Spline models can be fit with the existing `model_fit` argument. The original variable is retained in the simulated data, so the fitted model can use the same formula syntax with `ns()` or `bs()`.

```{r ns_model_fit}
set.seed(321)

sim_arguments_fit <- list(
  formula = y ~ 1 + x1 + ns(x2, df = 4),
  fixed = list(
    x1 = list(var_type = 'continuous', mean = 0, sd = 1),
    x2 = list(var_type = 'continuous', mean = 0, sd = 1)
  ),
  error = list(variance = 1),
  sample_size = 100,
  reg_weights = list(
    `(Intercept)` = 0,
    x1 = 0.25,
    `ns(x2, df = 4)` = c(0.75, 0.5, 0, 0)
  ),
  model_fit = list(model_function = 'lm')
)

fit <- simulate_fixed(data = NULL, sim_arguments_fit) |>
  simulate_error(sim_arguments_fit) |>
  generate_response(sim_arguments_fit) |>
  model_fit(sim_arguments_fit)

broom::tidy(fit)
```

# Power Simulation

Spline models can also be used with the existing power simulation workflow.
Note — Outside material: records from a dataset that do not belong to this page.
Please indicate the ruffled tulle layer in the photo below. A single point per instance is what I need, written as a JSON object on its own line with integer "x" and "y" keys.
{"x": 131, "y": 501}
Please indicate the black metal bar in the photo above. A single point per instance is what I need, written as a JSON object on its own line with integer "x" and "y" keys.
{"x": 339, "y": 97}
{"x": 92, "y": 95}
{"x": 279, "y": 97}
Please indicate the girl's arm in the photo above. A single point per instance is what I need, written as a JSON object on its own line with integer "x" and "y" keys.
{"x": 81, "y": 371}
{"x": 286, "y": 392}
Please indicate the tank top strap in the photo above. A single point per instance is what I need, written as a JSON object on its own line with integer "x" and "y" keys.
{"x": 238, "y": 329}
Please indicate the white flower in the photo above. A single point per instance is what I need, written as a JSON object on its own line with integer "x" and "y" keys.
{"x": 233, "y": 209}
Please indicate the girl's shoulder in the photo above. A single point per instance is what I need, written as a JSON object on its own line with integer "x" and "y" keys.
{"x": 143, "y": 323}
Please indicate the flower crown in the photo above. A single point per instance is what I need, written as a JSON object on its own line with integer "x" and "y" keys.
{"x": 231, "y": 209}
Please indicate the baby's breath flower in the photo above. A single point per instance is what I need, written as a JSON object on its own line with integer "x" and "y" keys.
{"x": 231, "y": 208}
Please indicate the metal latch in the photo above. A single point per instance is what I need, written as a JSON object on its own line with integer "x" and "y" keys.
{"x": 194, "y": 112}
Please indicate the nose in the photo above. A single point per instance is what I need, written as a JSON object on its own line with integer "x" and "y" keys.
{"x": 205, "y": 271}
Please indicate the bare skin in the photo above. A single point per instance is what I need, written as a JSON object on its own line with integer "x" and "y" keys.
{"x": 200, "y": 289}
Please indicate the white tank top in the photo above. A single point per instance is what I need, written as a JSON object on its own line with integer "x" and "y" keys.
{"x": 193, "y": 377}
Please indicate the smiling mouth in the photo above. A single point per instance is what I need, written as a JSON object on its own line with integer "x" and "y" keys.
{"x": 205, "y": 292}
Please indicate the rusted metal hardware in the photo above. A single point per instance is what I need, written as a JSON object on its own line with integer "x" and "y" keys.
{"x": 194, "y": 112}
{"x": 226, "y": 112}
Each
spline basis coefficient is returned as its own model term in the fitted model,
for example `ns(x2, df = 4)1` through `ns(x2, df = 4)4`. Alternative power
thresholds should be named by the fitted model terms returned by `broom::tidy()`.

```{r ns_power}
set.seed(321)

sim_arguments_power <- list(
  formula = y ~ 1 + x1 + ns(x2, df = 4),
  fixed = list(
    x1 = list(var_type = 'continuous', mean = 0, sd = 1),
    x2 = list(var_type = 'continuous', mean = 0, sd = 1)
  ),
  error = list(variance = 1),
  sample_size = 80,
  reg_weights = list(
    `(Intercept)` = 0,
    x1 = 0.25,
    `ns(x2, df = 4)` = c(0.75, 0.5, 0, 0)
  ),
  model_fit = list(model_function = 'lm'),
  power = list(
    thresholds = list(
      x1 = 0.25,
      `ns(x2, df = 4)1` = c(0.5, 0.75),
      `ns(x2, df = 4)2` = 0.5
    )
  ),
  replications = 10,
  extract_coefficients = TRUE
)

power_out <- replicate_simulation(sim_arguments_power)

compute_statistics(
  power_out,
  sim_arguments_power,
  type_1_error = FALSE,
  alternative_power = TRUE
)
```

Random effects can be included with spline fixed effects using the existing random-effect syntax. For example, `y ~ 1 + ns(time, df = 4) + (1 | id)` adds a random intercept while keeping the spline as a fixed-effect term.